I felt the blood mount to my temples again, but for a different reason. "Mademoiselle has come home?" I said.

"Yesterday," he answered. "She will go with my mother to Cahors to-morrow, and take her first peep at the world. I do not doubt that among the many new things she will see, none will interest her more than the Vicomte de Saux."

"Mademoiselle is well?" I said clumsily.

"Perfectly," he answered with grave politeness, "as you will see for yourself to-morrow evening, if we do not meet on the road. I daresay that you will like a week or so to commend yourself to her, M. le Vicomte? And after that, whenever Madame la Marquise and you can settle the date, and so forth, the match had better come off-while I am here."

I bowed. I had been expecting to hear this for a week past; but from Louis, who was on brotherly terms with me, not from Victor. The latter had indeed been my boyish idol; but that was years ago, before Court life and a long stay at Versailles and St. Cloud had changed him into the splendid-looking man I saw before me, the raillery of whose eye I found it as difficult to meet as I found it impossible to match the aplomb of his manner. Still, I strove to make such acknowledgments as became me; and to adopt that nice mixture of self-respect, politeness, and devotion which I knew that the occasion, formally treated, required. But my tongue stumbled, and in a moment he relieved me.
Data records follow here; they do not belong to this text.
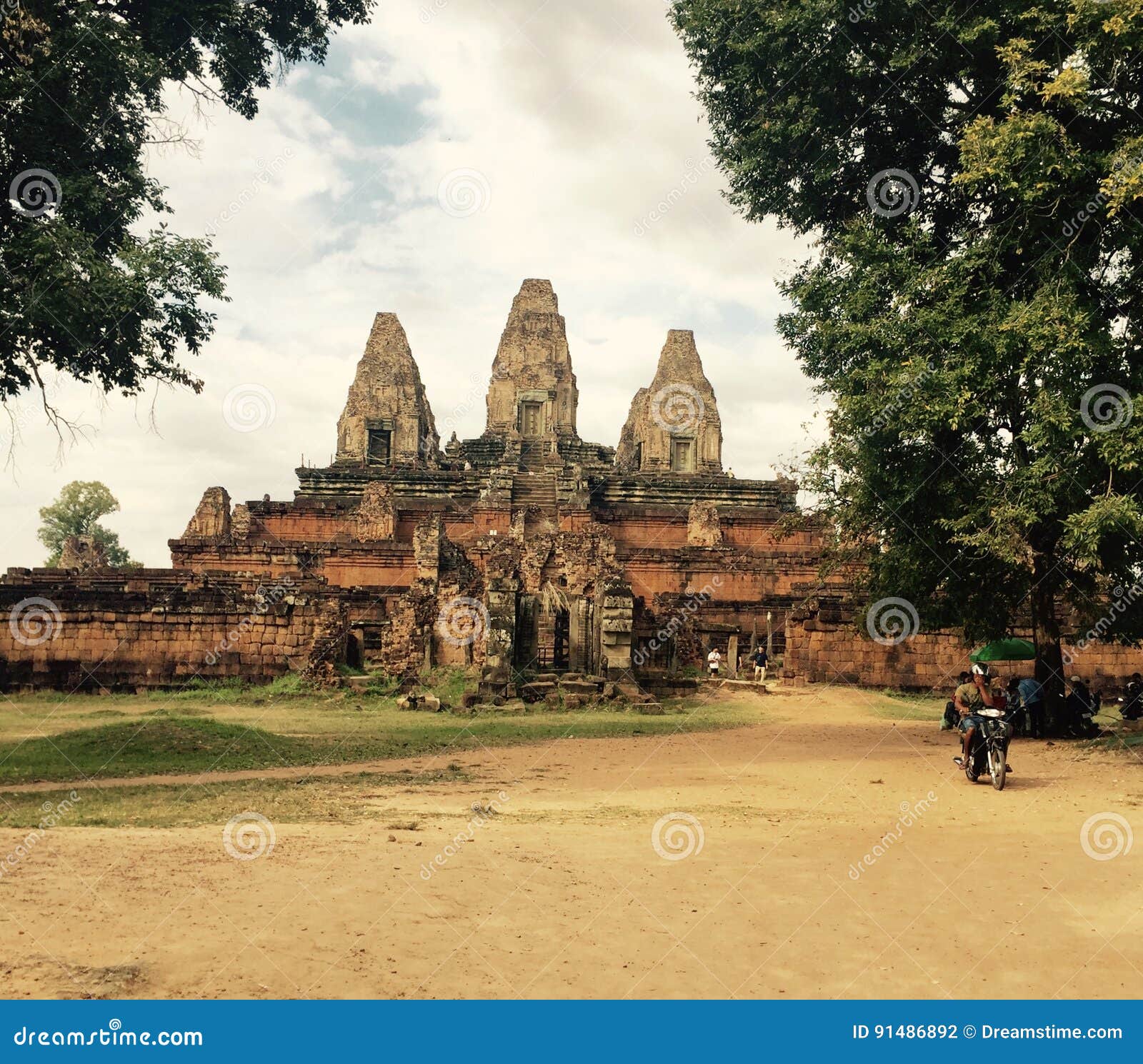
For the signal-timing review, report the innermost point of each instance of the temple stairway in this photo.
(535, 491)
(531, 455)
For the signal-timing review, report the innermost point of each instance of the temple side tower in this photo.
(388, 421)
(674, 424)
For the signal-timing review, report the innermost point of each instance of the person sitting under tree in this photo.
(1133, 703)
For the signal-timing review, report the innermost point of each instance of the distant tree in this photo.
(973, 177)
(77, 512)
(85, 289)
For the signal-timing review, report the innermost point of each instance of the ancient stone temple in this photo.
(524, 550)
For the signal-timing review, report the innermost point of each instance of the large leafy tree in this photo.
(85, 288)
(77, 512)
(972, 175)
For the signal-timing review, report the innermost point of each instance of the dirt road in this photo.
(796, 871)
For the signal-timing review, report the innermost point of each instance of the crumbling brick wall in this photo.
(149, 630)
(819, 652)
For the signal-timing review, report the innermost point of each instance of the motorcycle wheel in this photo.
(997, 767)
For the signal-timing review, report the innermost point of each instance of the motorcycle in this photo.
(990, 748)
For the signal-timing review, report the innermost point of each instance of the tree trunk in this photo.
(1049, 664)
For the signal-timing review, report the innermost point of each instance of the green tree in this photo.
(971, 175)
(77, 512)
(83, 288)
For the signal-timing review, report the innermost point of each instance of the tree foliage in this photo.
(972, 175)
(77, 512)
(83, 289)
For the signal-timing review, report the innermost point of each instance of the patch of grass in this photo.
(335, 799)
(164, 741)
(907, 706)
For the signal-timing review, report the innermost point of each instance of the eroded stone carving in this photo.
(211, 519)
(376, 513)
(388, 421)
(533, 388)
(703, 526)
(674, 424)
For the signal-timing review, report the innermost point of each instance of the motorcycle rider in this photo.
(969, 698)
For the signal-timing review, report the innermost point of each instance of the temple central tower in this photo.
(533, 390)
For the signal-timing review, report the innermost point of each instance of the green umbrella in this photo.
(1005, 651)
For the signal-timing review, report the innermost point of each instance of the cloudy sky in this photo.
(444, 154)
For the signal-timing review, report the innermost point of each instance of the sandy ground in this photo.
(565, 894)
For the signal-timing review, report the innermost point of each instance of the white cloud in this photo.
(581, 120)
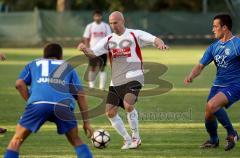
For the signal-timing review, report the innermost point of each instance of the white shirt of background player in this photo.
(96, 32)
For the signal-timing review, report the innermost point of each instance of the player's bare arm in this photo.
(82, 103)
(87, 51)
(22, 89)
(196, 71)
(160, 44)
(87, 42)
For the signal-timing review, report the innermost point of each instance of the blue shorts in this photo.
(231, 92)
(36, 115)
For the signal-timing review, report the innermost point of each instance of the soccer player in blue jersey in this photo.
(45, 101)
(225, 52)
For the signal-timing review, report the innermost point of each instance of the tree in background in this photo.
(110, 5)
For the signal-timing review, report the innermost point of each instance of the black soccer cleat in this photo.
(231, 142)
(209, 144)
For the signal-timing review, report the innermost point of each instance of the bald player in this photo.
(123, 47)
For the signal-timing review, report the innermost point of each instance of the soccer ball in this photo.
(100, 138)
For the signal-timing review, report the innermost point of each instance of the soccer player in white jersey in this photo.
(94, 32)
(123, 47)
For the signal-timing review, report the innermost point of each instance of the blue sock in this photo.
(211, 126)
(223, 118)
(11, 154)
(83, 151)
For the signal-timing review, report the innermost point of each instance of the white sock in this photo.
(133, 122)
(102, 80)
(91, 78)
(118, 125)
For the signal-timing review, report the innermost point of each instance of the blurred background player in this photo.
(127, 78)
(225, 53)
(43, 102)
(94, 32)
(2, 57)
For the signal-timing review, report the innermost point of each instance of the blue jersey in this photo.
(226, 56)
(52, 81)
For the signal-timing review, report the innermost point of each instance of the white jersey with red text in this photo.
(96, 32)
(125, 54)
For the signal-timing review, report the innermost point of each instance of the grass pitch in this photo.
(171, 124)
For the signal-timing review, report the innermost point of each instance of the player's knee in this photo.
(211, 107)
(110, 113)
(128, 107)
(15, 143)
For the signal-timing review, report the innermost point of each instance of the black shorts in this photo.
(100, 61)
(116, 94)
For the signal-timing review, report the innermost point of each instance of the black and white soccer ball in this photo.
(100, 138)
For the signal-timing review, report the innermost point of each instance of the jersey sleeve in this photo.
(101, 47)
(207, 57)
(145, 38)
(237, 46)
(87, 31)
(25, 75)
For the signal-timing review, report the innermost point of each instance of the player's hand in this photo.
(163, 47)
(188, 80)
(87, 129)
(82, 47)
(160, 44)
(2, 57)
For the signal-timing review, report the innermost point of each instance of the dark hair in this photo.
(225, 19)
(99, 12)
(52, 50)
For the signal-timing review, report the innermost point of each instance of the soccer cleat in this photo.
(231, 142)
(2, 130)
(209, 144)
(126, 145)
(136, 142)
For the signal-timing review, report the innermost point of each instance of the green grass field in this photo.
(171, 124)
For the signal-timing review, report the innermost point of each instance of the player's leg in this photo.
(102, 73)
(14, 145)
(215, 108)
(81, 149)
(132, 117)
(113, 101)
(66, 123)
(130, 98)
(211, 123)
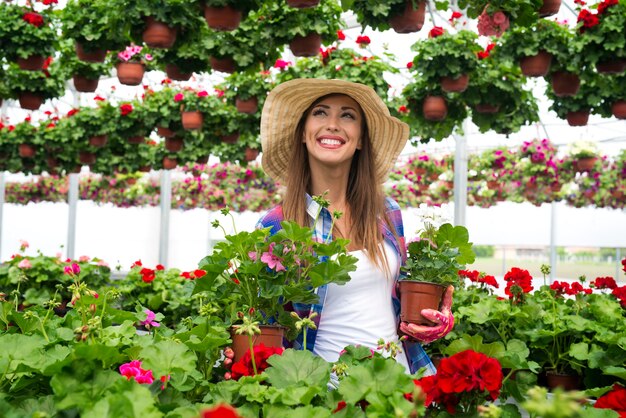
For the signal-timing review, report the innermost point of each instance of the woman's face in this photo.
(332, 131)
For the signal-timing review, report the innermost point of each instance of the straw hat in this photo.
(286, 104)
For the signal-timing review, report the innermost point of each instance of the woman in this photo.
(336, 138)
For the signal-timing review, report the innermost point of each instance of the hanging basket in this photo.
(536, 65)
(85, 85)
(222, 18)
(158, 34)
(174, 72)
(435, 108)
(95, 55)
(565, 84)
(455, 85)
(411, 20)
(306, 46)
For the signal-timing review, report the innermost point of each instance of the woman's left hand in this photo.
(443, 319)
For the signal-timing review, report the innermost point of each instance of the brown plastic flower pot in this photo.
(249, 106)
(174, 72)
(84, 84)
(435, 108)
(306, 46)
(549, 8)
(410, 20)
(32, 63)
(619, 109)
(192, 120)
(222, 18)
(455, 85)
(415, 296)
(579, 118)
(94, 55)
(536, 65)
(158, 34)
(130, 73)
(271, 336)
(565, 84)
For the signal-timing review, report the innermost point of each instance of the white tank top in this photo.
(361, 311)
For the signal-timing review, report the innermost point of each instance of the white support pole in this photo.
(166, 204)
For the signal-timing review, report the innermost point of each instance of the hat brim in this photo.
(288, 101)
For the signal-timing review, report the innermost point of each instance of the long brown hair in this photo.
(364, 195)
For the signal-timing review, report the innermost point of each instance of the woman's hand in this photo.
(443, 319)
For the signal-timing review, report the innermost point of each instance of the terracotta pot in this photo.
(222, 18)
(158, 34)
(173, 144)
(130, 73)
(224, 65)
(86, 157)
(174, 72)
(271, 336)
(165, 132)
(30, 101)
(192, 120)
(306, 46)
(536, 65)
(585, 164)
(94, 55)
(549, 8)
(415, 296)
(249, 106)
(565, 84)
(487, 108)
(26, 150)
(579, 118)
(411, 20)
(169, 163)
(98, 141)
(619, 109)
(455, 85)
(615, 66)
(301, 4)
(84, 84)
(564, 381)
(32, 63)
(435, 108)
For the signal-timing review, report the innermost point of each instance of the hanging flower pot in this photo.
(536, 65)
(32, 63)
(174, 72)
(306, 46)
(619, 109)
(158, 34)
(565, 84)
(411, 20)
(455, 85)
(130, 73)
(84, 84)
(30, 101)
(249, 106)
(225, 65)
(222, 18)
(173, 144)
(96, 55)
(192, 120)
(579, 118)
(301, 4)
(98, 141)
(26, 150)
(549, 8)
(435, 108)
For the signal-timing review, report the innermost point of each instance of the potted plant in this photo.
(447, 58)
(433, 261)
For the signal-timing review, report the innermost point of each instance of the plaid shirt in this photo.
(416, 355)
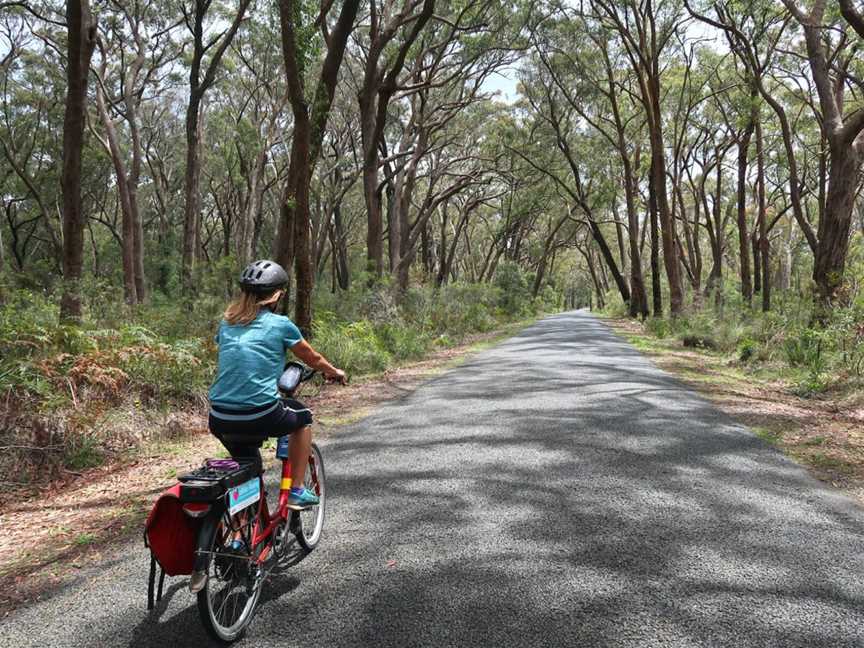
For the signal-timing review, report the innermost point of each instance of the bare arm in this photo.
(304, 351)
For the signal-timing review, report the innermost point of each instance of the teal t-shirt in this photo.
(251, 359)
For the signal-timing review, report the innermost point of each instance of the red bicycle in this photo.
(240, 539)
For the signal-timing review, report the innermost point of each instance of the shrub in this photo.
(354, 347)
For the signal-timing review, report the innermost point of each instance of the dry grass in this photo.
(69, 523)
(826, 434)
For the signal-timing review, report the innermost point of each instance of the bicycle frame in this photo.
(270, 522)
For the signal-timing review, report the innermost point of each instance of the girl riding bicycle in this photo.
(244, 407)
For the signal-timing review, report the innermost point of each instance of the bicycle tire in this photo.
(236, 570)
(308, 525)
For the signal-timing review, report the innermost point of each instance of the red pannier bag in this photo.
(171, 535)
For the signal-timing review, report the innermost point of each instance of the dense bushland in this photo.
(73, 396)
(798, 341)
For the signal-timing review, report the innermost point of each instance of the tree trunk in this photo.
(763, 217)
(127, 246)
(191, 217)
(306, 145)
(829, 264)
(656, 288)
(79, 48)
(743, 251)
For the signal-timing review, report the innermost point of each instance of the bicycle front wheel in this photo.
(309, 524)
(234, 580)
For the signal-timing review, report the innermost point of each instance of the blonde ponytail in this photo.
(244, 309)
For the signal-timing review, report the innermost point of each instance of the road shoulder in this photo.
(824, 434)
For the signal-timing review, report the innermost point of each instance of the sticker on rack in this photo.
(243, 495)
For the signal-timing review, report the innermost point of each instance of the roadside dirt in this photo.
(67, 525)
(824, 433)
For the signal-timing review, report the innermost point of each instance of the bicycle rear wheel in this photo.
(309, 524)
(227, 602)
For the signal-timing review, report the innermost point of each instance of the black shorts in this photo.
(243, 432)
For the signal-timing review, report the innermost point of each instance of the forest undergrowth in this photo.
(73, 398)
(795, 379)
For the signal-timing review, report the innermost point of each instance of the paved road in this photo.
(557, 490)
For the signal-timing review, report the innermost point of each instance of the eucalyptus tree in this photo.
(136, 44)
(646, 32)
(29, 148)
(209, 44)
(587, 72)
(582, 179)
(299, 39)
(81, 41)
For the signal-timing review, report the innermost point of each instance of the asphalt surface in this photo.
(556, 490)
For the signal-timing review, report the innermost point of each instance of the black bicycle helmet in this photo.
(262, 277)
"Well, you must tell that to Denise," he said pleasantly; "doubtless you will find her a patient listener. At first, of course," he continued, pulling on his gauntlets and smiling faintly, "she will be a little shy. I have no doubt that the good sisters have brought her up to regard a man in much the same light as a wolf; and a suitor as something worse. But, eh bien, mon ami! women are women after all, and in a week or two you will commend yourself. We may hope, then, to see you to-morrow evening-if not before?"

"Most certainly, M. le Marquis."

"Why not Victor?" he answered, laying his hand on my arm with a touch of the old bonhomie. "We shall soon be brothers, and then, doubtless, shall hate one another. In the meantime, give me your company to the gates. There was one other thing I wanted to name to you. Let me see-what was it?"

But either he could not immediately remember, or he found a difficulty in introducing the subject, for we were nearly half-way down the avenue of walnut trees that leads to the village when he spoke again. Then he plunged into the matter abruptly.